Okay I'm being a pest but this is just an effort to repay the the kindness you have all favored me with. DJ: one more border for you to consider.


----------



## djcoop (Apr 10, 2006)

Pepere--


I love it, now only if I could do it!!


----------



## Pepere (Apr 10, 2006)

DJ: I think you can: Check your programs for the ability to import and export images. They usually convert the images to "bmp" (bitmap)files and then they can be read by most image programs. Programs like Print Shop have all sorts of images and graphicsyou can play with including photo's and frames of all sorts. You might even be able to find the correct graphics on line some where. Try a google search for them you might be surprised.

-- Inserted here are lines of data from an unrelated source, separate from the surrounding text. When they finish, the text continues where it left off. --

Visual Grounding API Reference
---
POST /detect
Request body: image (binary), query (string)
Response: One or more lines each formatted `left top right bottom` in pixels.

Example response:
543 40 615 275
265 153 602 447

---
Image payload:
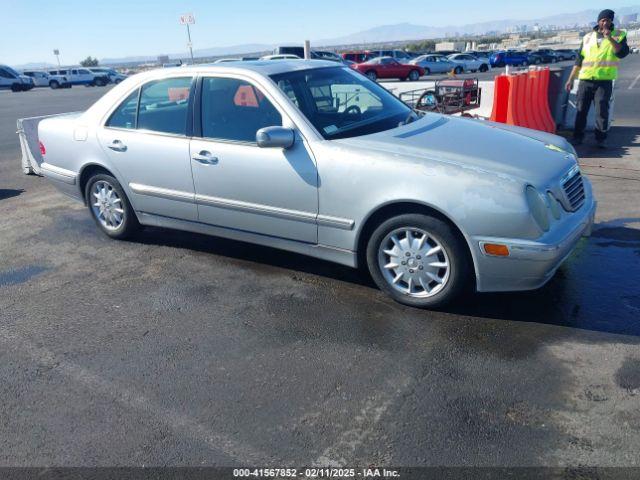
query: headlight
525 185 549 232
547 192 560 220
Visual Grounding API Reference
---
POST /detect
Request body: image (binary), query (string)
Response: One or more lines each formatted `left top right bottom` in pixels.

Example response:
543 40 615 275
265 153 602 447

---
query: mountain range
11 5 640 68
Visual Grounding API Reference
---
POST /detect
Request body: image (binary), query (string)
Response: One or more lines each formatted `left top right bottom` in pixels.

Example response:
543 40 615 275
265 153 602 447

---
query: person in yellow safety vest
565 10 629 148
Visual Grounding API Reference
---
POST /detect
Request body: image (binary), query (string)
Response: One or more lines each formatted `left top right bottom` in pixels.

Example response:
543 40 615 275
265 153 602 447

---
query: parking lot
0 55 640 472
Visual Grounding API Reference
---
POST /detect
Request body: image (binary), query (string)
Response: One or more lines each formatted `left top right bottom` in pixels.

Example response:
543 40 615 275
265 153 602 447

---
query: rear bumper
473 197 597 292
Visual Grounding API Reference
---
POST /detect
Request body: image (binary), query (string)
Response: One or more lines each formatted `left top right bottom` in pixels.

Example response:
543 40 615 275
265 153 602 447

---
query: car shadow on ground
134 218 640 336
576 127 640 158
0 188 24 200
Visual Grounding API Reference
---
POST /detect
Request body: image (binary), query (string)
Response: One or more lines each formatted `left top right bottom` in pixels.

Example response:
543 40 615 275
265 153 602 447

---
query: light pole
180 13 196 65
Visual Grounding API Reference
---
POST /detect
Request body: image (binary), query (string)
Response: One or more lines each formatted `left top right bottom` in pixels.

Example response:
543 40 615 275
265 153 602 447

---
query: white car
260 53 300 60
447 53 491 73
22 70 71 90
49 67 109 87
0 65 35 92
88 67 128 85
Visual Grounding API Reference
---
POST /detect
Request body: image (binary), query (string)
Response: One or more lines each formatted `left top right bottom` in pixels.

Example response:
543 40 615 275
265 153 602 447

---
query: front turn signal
484 243 509 257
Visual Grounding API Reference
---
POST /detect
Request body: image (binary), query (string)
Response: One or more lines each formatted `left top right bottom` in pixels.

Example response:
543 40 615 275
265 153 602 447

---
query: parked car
260 54 302 60
273 46 342 62
38 61 595 308
49 67 109 87
0 65 35 92
88 67 128 84
447 53 491 73
353 57 425 82
22 70 71 90
554 48 578 61
341 51 374 63
529 48 560 64
409 54 461 75
489 50 529 67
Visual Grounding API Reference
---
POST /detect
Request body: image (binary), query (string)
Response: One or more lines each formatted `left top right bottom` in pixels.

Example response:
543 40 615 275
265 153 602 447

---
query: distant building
436 42 466 52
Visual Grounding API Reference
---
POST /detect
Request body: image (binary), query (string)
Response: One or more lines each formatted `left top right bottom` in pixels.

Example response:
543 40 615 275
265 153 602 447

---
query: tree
80 56 98 67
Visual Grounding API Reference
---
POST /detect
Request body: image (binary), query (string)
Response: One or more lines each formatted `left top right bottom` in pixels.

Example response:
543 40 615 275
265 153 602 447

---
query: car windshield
271 67 413 140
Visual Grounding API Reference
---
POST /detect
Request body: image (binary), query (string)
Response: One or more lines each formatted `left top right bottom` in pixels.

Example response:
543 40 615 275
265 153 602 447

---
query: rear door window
137 77 192 135
106 90 140 129
201 77 282 143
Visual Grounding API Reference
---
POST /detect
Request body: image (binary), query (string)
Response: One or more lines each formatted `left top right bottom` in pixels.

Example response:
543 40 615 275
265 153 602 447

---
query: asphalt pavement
0 55 640 470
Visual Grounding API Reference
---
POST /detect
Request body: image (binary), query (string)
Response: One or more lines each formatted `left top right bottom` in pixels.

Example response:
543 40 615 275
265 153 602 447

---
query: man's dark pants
573 80 613 142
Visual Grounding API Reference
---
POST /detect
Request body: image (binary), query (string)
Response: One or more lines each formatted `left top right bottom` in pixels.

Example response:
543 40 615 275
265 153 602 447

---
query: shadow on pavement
449 218 640 336
132 227 375 288
576 127 640 158
135 218 640 336
0 188 24 200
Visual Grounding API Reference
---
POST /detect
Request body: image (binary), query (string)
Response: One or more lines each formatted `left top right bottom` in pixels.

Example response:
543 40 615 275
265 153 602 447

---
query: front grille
562 170 584 211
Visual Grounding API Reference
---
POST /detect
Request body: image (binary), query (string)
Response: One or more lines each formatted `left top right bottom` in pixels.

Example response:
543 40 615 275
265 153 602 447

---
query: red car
351 57 424 82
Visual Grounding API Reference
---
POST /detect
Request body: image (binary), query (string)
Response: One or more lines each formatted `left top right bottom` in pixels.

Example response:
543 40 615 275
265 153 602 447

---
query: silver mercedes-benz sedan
39 60 596 308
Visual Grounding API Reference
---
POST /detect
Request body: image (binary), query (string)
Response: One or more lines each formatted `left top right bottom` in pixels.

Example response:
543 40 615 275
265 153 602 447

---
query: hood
336 113 576 186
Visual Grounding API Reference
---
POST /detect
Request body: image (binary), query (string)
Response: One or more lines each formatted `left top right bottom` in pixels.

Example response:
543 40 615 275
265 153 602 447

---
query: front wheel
85 173 140 240
367 214 472 308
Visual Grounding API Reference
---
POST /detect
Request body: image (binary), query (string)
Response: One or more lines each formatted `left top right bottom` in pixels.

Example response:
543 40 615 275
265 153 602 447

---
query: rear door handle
191 150 218 165
107 140 127 152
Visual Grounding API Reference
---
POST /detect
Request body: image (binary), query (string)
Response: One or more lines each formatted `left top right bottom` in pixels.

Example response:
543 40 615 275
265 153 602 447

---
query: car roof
145 59 340 76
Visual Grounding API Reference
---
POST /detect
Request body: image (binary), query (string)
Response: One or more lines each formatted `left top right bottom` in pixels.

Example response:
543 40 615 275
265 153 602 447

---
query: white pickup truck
22 70 71 90
49 67 109 87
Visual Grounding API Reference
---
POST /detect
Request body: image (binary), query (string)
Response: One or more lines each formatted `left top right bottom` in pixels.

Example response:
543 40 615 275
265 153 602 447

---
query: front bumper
473 196 597 292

If you right click the lables I have put frames on you can save from here as well.






Pepere.


----------



## Brandst (Apr 10, 2006)

Next time I'm working on one I'll try to export as a .jpg or a .bmp. I didn't even think to look at that, too used to just saving as.





Steve


----------



## rgecaprock (Apr 11, 2006)

You Guys,


You are all making some really nice labels. I use Printshop and there are more ways to get different effects than you can imagine. I just keep playing around, clicking and moving and trying different edges and borders and fade and sharpen change colors and effects. I am bad about reading directions so I just trial and error until I get what I want.Just keep at it!!!! Your labels will look great on your bottles. And dj I made the Chamblaise and it is a great wine!!!!


Ramona


----------



## Brandst (Apr 11, 2006)

I learn everything in all these programs by trial and error. Luckily I still get good results anyway.









Steve


----------



## grapeman (Apr 11, 2006)

Label paper- I use onlinelabels.com for an inexpensive source of label paper for my color laser printer. I use 4 to a sheet peelable lables-fairly glossy for regular bottles and they also come six to a sheet- about 15-20 dollars for 100 sheets. Just print and peel off the backing-apply to the bottle. The even remove if you place them wrong, but sometimes the color crumbles a little if the label creases. No need to worry about cutting or gluing.


----------